The p53 gene also allows the VEGF to over produce itself and that again causes the new blood vessels to be produced. Therefore, the tumor is able to mutate in a way that it can maneuver around the latest treatment. Researchers are doing studies to understand in more detail what happens to the cell when the p53 gene is deactivated.

So far they have found that some cells in the tumor are more susceptible to hypoxia, when the gene is turned on. This discovery isn't really a step backwards, but more of a step sideways. Due to the fact that we may be able to manipulate the area, cells, and structure around the tumor in another way.

Also another positive note is that we haven't found any tumor cell that can exist without oxygen.

As long as tumor cells continue to need oxygen to survive, we have a chance to knock cancerous tumors out.
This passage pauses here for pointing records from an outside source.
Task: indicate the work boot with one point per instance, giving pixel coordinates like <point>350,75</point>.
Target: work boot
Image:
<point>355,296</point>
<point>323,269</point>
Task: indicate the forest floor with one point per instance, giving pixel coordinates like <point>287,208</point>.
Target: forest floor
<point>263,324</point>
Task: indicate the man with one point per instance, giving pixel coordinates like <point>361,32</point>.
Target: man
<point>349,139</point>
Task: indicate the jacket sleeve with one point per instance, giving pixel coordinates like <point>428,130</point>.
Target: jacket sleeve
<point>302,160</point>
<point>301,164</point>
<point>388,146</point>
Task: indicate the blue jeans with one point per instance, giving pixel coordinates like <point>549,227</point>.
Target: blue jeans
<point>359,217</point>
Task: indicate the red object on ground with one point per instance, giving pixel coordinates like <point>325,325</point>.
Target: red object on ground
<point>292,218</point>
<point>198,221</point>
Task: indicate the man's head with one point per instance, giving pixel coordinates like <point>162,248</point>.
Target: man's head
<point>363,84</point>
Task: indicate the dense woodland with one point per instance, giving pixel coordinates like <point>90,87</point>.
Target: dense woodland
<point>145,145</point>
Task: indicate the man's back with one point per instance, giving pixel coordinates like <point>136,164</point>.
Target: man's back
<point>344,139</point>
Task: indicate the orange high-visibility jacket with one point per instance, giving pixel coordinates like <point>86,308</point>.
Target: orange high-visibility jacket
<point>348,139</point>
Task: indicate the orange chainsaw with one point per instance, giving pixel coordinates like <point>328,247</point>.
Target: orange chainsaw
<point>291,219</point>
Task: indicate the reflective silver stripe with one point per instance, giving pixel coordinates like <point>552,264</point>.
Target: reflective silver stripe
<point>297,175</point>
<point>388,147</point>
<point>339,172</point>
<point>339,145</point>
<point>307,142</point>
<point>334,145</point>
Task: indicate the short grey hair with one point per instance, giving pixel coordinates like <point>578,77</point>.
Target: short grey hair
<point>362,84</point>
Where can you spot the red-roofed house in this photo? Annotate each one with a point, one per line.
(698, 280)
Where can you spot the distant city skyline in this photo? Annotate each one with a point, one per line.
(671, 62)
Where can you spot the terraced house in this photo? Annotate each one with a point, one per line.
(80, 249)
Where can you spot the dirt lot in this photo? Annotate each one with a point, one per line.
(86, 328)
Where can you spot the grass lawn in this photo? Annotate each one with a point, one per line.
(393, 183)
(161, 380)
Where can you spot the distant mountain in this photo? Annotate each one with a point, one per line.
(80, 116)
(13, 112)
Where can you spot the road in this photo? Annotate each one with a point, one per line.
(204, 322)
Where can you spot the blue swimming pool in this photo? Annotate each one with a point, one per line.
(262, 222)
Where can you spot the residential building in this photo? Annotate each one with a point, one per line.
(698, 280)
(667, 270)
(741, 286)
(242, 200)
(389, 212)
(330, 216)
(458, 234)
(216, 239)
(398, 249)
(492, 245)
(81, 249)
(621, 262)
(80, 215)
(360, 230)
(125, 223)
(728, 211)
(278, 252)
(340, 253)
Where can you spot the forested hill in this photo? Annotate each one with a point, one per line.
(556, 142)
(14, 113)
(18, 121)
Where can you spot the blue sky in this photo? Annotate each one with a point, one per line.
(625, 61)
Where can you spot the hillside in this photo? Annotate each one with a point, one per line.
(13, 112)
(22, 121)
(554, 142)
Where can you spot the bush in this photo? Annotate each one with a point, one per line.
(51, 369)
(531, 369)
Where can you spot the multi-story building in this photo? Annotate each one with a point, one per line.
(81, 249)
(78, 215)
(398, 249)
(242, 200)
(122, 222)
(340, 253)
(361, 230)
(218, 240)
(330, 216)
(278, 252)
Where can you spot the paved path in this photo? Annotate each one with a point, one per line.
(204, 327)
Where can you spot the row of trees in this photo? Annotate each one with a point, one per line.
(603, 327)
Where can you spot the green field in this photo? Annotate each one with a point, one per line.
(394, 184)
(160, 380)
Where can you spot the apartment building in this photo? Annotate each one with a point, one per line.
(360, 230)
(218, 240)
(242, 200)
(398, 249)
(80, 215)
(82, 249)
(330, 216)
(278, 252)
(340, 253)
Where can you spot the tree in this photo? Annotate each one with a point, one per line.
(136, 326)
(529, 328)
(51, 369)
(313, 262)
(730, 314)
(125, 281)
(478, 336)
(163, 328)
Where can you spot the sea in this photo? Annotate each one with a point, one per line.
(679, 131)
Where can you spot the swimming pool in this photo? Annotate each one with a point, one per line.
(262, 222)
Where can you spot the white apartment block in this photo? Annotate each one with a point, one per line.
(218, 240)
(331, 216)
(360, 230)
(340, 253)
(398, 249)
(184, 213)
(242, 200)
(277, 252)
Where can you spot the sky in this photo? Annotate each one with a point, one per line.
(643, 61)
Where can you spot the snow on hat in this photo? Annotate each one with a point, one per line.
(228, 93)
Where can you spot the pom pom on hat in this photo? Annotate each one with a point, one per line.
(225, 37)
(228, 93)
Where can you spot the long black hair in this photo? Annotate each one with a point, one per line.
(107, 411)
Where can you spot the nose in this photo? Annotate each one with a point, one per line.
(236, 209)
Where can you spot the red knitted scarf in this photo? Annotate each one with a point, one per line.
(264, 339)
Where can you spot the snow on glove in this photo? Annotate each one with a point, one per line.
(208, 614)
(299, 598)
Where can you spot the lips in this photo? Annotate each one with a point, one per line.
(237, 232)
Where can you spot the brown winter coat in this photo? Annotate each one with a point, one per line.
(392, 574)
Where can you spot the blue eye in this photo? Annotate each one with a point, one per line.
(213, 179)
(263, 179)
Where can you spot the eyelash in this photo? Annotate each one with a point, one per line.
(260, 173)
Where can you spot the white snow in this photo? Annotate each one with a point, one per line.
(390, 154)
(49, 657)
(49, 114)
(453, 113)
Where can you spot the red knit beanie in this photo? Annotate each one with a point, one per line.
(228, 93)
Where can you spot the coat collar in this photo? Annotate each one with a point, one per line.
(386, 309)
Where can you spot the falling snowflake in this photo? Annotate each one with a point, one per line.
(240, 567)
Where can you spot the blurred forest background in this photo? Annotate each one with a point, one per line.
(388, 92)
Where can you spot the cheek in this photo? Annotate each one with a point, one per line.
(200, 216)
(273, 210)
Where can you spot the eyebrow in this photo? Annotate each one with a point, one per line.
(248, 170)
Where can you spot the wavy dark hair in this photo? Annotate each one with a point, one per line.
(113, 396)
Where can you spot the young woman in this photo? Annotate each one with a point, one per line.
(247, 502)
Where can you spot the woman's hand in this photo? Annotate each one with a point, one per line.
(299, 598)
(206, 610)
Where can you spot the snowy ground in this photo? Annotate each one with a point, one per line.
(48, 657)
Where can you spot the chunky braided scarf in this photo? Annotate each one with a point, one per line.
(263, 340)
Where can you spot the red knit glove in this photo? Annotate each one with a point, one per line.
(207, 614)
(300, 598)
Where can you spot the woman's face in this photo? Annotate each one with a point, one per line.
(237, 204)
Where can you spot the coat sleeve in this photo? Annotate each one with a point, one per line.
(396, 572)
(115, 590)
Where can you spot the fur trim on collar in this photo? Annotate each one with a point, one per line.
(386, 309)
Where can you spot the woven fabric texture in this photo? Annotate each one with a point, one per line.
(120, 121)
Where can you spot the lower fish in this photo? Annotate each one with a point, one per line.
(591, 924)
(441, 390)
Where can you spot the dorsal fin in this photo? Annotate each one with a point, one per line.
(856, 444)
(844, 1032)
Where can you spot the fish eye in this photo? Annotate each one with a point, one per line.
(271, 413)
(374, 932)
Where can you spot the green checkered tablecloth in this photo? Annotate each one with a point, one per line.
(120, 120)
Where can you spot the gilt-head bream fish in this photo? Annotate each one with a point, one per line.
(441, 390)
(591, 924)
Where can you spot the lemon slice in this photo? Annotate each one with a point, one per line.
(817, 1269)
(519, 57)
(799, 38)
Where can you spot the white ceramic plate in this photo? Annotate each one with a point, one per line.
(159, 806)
Throughout the research that I have done on this topic, there are a few key factors that remained the focus in every article on angiogenesis.

One is that tumors need a network of blood vessels to survive and grow larger.

They are also able to mutate against most treatments that have been tried.

Another aspect of these articles that was very interesting was that no one seems to be looking for a silver bullet to cure all cancer.

Keshet, Eli. And Ben-Sasson, Shmuel. Anticancer Drug Targets Approaching Angiogenesis. The Journal of Clinical Investigation Dec, 99. Vol 104 #11.

Marx, Jean. Obstacle for Promising Cancer Therapy. Science, 2/25/2002, Vol295, Issue 5559, p.1444.

Neils Reinmuth, MD. Oliver Stoeltzing, MD. Weinbiao Liu, MD. Syed A Ahmad MD. Young D Jung, MD. PhD, Fan Fan. BS. Alexander Parikh, MD. Lee M Ellis, MD. Houston Texas. Endothelial Survival Factors as Target for Antineoplastic Therapy. The Cancer Journal, Vol 7, Supplement 3 Nov/Dec 2001.

Rosen, Lee. Angiogenesis Inhibition in Solid Tumors. Cancer Journal, Vol 7, Supplement 3 Nov/Dec 2001.